La dépression renvoie de moins en moins à la culpabilité et de plus en plus à l'inhibition. Ce n'est plus le refoulement de désirs interdits qui en est l'origine, mais "le poids du possible", la confrontation entre la notion de possibilité illimitée et celle d'immaîtrisable. Alain Ehrenberg cite Wittgenstein : "Tout est devenu si compliqué que, pour s'y retrouver, il faut un esprit exceptionnel. Car il ne suffit plus de bien jouer le jeu ; la question suivante revient sans cesse : est-ce que tel jeu est jouable maintenant et quel est le bon jeu ?". "Quel que soit le domaine envisagé (entreprise, école, famille), le monde a changé de règles.

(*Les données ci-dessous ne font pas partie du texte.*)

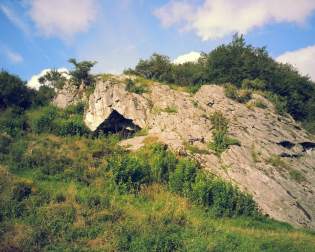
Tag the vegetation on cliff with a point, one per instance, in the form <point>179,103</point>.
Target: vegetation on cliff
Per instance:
<point>63,188</point>
<point>245,67</point>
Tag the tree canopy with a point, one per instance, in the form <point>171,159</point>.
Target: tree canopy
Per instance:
<point>239,63</point>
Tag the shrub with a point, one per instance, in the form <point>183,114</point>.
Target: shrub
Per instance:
<point>244,95</point>
<point>12,122</point>
<point>5,141</point>
<point>255,84</point>
<point>133,88</point>
<point>70,127</point>
<point>21,190</point>
<point>221,197</point>
<point>162,162</point>
<point>66,122</point>
<point>129,172</point>
<point>279,102</point>
<point>260,104</point>
<point>220,140</point>
<point>231,91</point>
<point>170,109</point>
<point>81,73</point>
<point>13,92</point>
<point>41,120</point>
<point>182,178</point>
<point>297,176</point>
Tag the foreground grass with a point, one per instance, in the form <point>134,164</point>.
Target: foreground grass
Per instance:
<point>79,208</point>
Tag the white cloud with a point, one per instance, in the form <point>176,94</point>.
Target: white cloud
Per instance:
<point>189,57</point>
<point>14,18</point>
<point>302,59</point>
<point>63,18</point>
<point>217,18</point>
<point>34,83</point>
<point>12,56</point>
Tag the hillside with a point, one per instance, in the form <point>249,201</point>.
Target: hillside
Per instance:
<point>215,155</point>
<point>273,159</point>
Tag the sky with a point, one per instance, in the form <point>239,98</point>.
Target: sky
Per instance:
<point>41,34</point>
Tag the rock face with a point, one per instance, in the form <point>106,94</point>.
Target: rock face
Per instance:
<point>275,161</point>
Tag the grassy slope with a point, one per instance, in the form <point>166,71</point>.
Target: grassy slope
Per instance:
<point>80,209</point>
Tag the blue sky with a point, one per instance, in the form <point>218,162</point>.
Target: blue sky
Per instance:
<point>41,34</point>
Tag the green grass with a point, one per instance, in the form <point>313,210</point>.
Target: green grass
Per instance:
<point>81,208</point>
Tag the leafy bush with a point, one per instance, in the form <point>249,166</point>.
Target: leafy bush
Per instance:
<point>12,122</point>
<point>222,198</point>
<point>246,67</point>
<point>297,176</point>
<point>129,172</point>
<point>279,102</point>
<point>42,120</point>
<point>81,73</point>
<point>13,92</point>
<point>242,95</point>
<point>231,91</point>
<point>256,84</point>
<point>50,119</point>
<point>72,126</point>
<point>220,139</point>
<point>182,178</point>
<point>162,162</point>
<point>133,88</point>
<point>21,190</point>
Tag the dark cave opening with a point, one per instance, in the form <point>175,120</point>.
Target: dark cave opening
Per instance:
<point>118,124</point>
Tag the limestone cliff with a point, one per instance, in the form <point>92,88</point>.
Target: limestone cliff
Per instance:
<point>273,149</point>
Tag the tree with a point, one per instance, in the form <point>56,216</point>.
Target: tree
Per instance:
<point>54,79</point>
<point>81,73</point>
<point>13,92</point>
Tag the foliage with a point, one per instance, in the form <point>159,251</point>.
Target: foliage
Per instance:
<point>133,88</point>
<point>63,199</point>
<point>297,176</point>
<point>129,172</point>
<point>240,95</point>
<point>244,66</point>
<point>13,92</point>
<point>81,73</point>
<point>220,139</point>
<point>13,121</point>
<point>54,79</point>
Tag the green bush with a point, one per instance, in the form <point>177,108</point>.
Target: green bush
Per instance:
<point>182,178</point>
<point>162,162</point>
<point>21,190</point>
<point>66,122</point>
<point>220,139</point>
<point>244,95</point>
<point>12,122</point>
<point>133,88</point>
<point>222,198</point>
<point>231,91</point>
<point>42,120</point>
<point>256,84</point>
<point>279,102</point>
<point>129,172</point>
<point>70,127</point>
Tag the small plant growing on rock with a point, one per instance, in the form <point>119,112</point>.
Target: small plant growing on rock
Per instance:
<point>170,109</point>
<point>242,95</point>
<point>133,88</point>
<point>221,140</point>
<point>81,73</point>
<point>297,176</point>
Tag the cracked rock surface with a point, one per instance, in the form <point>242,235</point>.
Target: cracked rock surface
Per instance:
<point>275,161</point>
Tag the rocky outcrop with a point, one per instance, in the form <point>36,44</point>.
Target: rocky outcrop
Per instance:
<point>275,161</point>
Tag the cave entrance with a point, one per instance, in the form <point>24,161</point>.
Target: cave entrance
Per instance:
<point>118,124</point>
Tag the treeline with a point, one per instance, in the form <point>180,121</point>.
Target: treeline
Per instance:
<point>236,63</point>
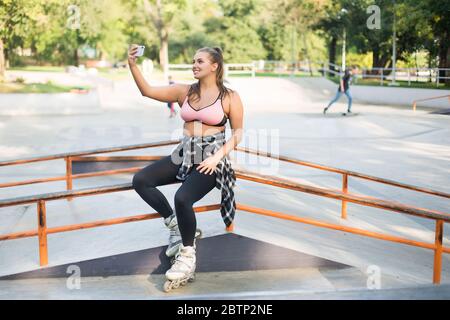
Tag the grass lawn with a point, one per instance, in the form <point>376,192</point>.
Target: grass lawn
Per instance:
<point>39,68</point>
<point>8,87</point>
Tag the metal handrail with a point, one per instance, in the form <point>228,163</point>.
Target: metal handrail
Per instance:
<point>344,196</point>
<point>432,98</point>
<point>43,231</point>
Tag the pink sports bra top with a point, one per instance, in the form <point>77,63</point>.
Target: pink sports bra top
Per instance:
<point>212,115</point>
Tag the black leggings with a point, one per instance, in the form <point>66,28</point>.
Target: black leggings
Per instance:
<point>194,188</point>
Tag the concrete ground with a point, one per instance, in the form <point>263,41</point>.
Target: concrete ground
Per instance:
<point>281,116</point>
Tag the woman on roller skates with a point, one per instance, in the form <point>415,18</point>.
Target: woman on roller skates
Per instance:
<point>200,161</point>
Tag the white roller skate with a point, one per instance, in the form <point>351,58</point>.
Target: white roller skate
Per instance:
<point>175,236</point>
<point>183,269</point>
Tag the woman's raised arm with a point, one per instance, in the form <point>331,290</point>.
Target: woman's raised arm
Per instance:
<point>170,93</point>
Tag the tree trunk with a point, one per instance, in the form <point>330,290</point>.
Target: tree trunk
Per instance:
<point>332,53</point>
<point>76,58</point>
<point>2,61</point>
<point>444,62</point>
<point>164,52</point>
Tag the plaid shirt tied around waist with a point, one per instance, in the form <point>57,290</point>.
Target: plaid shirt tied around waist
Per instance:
<point>197,148</point>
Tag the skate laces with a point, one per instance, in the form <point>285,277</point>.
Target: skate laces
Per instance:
<point>184,259</point>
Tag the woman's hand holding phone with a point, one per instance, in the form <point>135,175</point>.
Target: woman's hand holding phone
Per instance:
<point>132,54</point>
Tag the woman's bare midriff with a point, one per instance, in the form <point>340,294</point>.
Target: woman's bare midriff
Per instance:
<point>196,128</point>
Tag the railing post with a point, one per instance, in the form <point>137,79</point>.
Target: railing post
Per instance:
<point>42,233</point>
<point>69,174</point>
<point>344,190</point>
<point>437,267</point>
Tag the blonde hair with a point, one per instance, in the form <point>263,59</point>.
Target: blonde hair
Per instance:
<point>215,56</point>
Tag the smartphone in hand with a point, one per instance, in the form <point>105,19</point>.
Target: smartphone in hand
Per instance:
<point>140,51</point>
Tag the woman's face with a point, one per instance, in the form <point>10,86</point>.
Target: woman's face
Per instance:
<point>202,65</point>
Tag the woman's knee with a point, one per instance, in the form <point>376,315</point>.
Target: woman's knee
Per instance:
<point>140,180</point>
<point>182,199</point>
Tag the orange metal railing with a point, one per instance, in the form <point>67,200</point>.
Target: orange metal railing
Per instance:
<point>426,99</point>
<point>344,196</point>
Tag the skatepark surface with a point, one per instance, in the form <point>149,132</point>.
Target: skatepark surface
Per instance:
<point>263,257</point>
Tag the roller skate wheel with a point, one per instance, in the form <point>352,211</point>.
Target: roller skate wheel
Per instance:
<point>167,286</point>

Elles ne sont plus obéissance, discipline, conformité à la morale, mais flexibilité, changement, rapidité de réaction, etc. Maîtrise de soi, souplesse psychique et affective, capacités d'action font que chacun doit endurer la charge de s'adapter en permanence à un monde qui perd précisément sa permanence, un monde instable, provisoire, fait de flux et de trajectoires en dents de scie". Être propriétaire de soi ne signifie pas que tout est possible. La fatigue dépressive a remplacé l'angoisse névrotique. "La dépression et l'addiction sont les noms donnés à l'immaîtrisable quand il ne s'agit plus de conquérir sa liberté, mais de devenir soi et de prendre l'initiative d'agir". "À l'implosion dépressive répond l'explosion addictive, au manque de sensation du déprimé répond la recherche de sensations du drogué". Dépression et addiction seraient donc des pathologies de la responsabilité."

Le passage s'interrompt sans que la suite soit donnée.